Your telling me the tune will alow me to shift into 6th gear at under 30 mph!?


----------



## obermd (Mar 3, 2012)

14'ecocruze said:


> Your telling me the tune will alow me to shift into 6th gear at under 30 mph!?


Possibly not 6th gear, but 2 through 4 can be shifted into earlier.


----------



## Robwvu304 (Jun 7, 2018)

Well after getting the Trifecta tune i can say i love it. My MPG stays the same in ECO mode but in performance mode I'm getting around 35 MPG unless I'm punching it everywhere and it drops to about 32 MPG Average. I can shift into 6th at around 40-45 mph on flat roads. On long interstate hills and can stay in 6th gear in performance mode no problem, and gain speed. Happy customer here...


----------



## TRIFECTA (Feb 17, 2011)

Robwvu304 said:


> Well after getting the Trifecta tune i can say i love it. My MPG stays the same in ECO mode but in performance mode I'm getting around 35 MPG unless I'm punching it everywhere and it drops to about 32 MPG Average. I can shift into 6th at around 40-45 mph on flat roads. On long interstate hills and can stay in 6th gear in performance mode no problem, and gain speed. Happy customer here...

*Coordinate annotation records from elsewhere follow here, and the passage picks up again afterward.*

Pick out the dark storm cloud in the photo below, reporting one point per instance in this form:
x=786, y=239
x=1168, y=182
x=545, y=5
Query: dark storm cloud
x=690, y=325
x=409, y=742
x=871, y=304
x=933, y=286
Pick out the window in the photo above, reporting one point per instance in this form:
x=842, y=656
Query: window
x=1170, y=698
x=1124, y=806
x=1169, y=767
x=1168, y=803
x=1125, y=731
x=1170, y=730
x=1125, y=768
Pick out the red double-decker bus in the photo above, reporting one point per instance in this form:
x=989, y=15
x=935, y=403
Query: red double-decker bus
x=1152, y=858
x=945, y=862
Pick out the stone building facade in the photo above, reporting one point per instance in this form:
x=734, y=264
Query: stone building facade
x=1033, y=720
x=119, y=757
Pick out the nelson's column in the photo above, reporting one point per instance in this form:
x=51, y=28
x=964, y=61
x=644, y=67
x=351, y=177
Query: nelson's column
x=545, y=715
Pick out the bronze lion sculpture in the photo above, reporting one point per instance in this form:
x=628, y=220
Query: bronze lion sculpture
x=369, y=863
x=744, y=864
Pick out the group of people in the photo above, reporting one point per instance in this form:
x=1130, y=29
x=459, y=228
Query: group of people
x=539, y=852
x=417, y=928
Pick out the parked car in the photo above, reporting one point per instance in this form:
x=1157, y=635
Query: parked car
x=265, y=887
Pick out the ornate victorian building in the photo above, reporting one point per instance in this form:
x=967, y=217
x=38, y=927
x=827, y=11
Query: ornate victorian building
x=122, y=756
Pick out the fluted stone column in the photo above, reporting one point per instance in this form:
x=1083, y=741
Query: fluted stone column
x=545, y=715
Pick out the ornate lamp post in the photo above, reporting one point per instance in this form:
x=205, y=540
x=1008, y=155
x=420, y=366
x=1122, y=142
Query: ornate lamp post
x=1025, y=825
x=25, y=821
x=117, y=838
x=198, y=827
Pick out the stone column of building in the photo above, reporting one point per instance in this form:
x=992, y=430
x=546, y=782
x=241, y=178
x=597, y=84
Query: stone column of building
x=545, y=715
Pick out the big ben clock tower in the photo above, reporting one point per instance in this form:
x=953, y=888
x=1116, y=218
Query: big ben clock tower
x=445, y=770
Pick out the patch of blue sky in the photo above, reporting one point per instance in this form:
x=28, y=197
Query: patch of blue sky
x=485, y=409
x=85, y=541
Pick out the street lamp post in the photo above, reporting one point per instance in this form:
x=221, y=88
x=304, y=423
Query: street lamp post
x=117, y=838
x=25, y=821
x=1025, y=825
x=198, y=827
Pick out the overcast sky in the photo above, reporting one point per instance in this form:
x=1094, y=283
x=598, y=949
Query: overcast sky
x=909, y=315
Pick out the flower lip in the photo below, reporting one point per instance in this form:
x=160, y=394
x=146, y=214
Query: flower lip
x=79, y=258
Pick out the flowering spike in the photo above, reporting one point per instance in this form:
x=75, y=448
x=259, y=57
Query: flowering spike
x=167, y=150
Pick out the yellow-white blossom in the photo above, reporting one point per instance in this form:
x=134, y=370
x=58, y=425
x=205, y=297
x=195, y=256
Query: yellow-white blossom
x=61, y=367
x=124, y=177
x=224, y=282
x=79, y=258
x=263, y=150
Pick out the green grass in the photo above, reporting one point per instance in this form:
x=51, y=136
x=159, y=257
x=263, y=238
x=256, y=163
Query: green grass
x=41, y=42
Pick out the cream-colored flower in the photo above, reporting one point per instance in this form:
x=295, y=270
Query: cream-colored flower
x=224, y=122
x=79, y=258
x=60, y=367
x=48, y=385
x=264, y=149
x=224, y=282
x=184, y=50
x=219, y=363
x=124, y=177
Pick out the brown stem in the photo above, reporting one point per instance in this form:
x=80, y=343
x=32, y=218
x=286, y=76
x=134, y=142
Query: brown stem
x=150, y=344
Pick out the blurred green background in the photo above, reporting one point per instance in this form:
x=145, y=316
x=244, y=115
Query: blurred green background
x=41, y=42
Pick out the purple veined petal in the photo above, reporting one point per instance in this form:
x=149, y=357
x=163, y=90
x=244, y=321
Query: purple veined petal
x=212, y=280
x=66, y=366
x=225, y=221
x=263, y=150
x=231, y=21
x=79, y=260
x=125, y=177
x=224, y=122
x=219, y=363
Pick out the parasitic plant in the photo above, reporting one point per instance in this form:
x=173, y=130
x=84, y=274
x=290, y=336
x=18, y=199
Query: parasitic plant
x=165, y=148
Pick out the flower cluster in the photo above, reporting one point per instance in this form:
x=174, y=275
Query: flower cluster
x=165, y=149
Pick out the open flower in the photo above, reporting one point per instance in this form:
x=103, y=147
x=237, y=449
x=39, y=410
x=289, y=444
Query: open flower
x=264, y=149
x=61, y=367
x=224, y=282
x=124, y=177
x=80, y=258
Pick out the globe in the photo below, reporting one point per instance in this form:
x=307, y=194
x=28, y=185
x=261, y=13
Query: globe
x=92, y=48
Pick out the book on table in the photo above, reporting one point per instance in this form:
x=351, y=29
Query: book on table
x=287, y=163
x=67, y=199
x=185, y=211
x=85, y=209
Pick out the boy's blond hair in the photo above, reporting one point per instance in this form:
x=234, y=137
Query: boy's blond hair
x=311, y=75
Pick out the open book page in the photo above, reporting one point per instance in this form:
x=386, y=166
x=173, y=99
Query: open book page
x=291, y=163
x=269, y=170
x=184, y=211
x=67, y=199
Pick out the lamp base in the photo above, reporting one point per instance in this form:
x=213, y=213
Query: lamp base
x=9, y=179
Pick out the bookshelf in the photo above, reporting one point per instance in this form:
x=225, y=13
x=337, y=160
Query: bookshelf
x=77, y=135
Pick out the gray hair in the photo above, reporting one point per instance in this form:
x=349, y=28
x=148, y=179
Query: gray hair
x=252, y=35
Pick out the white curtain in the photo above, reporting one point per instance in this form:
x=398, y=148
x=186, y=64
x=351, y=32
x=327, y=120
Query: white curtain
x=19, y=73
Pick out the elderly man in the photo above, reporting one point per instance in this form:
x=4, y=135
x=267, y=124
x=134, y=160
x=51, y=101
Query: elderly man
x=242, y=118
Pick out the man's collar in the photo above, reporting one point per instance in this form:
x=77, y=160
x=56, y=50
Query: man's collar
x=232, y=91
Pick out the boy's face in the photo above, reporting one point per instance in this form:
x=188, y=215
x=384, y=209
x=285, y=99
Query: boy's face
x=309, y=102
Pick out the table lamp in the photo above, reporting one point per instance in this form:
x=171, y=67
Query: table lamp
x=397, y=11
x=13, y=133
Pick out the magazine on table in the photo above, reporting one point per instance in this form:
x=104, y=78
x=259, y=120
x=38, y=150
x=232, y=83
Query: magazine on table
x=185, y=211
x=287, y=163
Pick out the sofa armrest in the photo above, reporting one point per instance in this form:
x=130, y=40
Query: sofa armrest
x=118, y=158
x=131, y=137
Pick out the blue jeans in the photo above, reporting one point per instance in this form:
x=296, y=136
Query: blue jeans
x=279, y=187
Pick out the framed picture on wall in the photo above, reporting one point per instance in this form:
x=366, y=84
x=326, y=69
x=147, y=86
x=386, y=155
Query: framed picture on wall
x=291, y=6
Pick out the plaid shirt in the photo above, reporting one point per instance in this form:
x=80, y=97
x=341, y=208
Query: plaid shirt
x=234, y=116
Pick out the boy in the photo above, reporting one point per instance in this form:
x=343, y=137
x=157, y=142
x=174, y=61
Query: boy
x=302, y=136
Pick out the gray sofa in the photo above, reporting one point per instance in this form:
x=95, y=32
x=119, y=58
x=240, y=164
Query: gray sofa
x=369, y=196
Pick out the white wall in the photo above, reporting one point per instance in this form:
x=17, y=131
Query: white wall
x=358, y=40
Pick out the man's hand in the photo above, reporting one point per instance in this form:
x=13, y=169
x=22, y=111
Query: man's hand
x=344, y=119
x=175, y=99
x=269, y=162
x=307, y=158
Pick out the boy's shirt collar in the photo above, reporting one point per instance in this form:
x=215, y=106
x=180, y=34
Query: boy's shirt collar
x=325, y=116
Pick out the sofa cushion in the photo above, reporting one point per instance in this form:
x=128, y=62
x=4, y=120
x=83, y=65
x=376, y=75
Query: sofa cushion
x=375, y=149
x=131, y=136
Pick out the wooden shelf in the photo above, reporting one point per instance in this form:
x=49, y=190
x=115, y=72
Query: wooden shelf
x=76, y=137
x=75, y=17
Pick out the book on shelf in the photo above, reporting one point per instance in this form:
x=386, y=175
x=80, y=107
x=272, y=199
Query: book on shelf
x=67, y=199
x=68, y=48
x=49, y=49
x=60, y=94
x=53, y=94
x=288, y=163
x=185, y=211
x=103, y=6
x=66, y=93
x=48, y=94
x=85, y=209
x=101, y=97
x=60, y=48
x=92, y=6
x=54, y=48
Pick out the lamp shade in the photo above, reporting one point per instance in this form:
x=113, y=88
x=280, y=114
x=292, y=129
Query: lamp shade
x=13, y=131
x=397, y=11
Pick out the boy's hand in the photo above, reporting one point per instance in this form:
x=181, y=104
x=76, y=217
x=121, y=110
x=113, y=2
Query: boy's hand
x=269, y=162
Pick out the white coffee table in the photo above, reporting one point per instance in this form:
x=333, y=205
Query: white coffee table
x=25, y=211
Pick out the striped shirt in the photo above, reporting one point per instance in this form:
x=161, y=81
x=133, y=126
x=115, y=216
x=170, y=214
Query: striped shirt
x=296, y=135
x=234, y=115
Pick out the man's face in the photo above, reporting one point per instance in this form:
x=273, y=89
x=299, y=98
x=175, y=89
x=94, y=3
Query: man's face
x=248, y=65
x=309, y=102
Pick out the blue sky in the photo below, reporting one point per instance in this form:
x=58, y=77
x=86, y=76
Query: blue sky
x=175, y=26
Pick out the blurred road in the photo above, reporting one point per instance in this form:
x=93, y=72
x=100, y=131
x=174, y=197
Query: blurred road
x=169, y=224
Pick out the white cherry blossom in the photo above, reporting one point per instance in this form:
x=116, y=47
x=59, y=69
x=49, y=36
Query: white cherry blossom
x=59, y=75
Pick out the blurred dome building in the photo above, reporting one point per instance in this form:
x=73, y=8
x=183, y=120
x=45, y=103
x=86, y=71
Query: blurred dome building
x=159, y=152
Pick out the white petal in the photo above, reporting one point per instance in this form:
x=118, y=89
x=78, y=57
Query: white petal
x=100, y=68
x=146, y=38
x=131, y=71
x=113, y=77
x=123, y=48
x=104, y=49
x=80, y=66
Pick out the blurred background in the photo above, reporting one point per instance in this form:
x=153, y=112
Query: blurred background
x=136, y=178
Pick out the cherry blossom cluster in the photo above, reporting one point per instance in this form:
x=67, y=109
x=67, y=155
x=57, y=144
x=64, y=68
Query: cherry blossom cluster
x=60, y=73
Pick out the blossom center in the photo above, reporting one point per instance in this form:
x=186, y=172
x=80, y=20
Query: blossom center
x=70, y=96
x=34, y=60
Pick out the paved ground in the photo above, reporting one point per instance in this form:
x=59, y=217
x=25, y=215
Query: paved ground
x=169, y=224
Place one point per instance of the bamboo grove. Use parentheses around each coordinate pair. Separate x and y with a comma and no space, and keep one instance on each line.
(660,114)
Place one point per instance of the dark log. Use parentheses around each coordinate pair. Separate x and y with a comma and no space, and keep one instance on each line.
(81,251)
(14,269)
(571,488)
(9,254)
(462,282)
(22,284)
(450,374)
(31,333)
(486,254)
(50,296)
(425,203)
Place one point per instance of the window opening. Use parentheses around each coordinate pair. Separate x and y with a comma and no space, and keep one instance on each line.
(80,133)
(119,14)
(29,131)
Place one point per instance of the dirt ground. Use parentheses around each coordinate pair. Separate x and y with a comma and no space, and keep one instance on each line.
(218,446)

Hey thats awesome to hear! Thanks for updating the thread and sharing your experience with others


----------



## AutumnCruzeRS (Sep 10, 2012)

Robwvu304 said:


> Well after getting the Trifecta tune i can say i love it. My MPG stays the same in ECO mode but in performance mode I'm getting around 35 MPG unless I'm punching it everywhere and it drops to about 32 MPG Average. I can shift into 6th at around 40-45 mph on flat roads. On long interstate hills and can stay in 6th gear in performance mode no problem, and gain speed. Happy customer here...


Any plans of a SRI/CAI and a Downpipe to compliment the tune. Thats the setup I have and I have never regretted it. At 118k miles and still Cruzin


----------



## Chris61 (Jun 13, 2018)

I have 18 sedan, I recently installed just the K&N typhoon. I took a long drive with 91 octane black Friday and posted new mileage highs . I drive 65_75 I got @25 miles 62.5 @50 61.4 and @450 45.7. BNR can tune it any way you want. I'm saving my pennies to go the BNR rout.


----------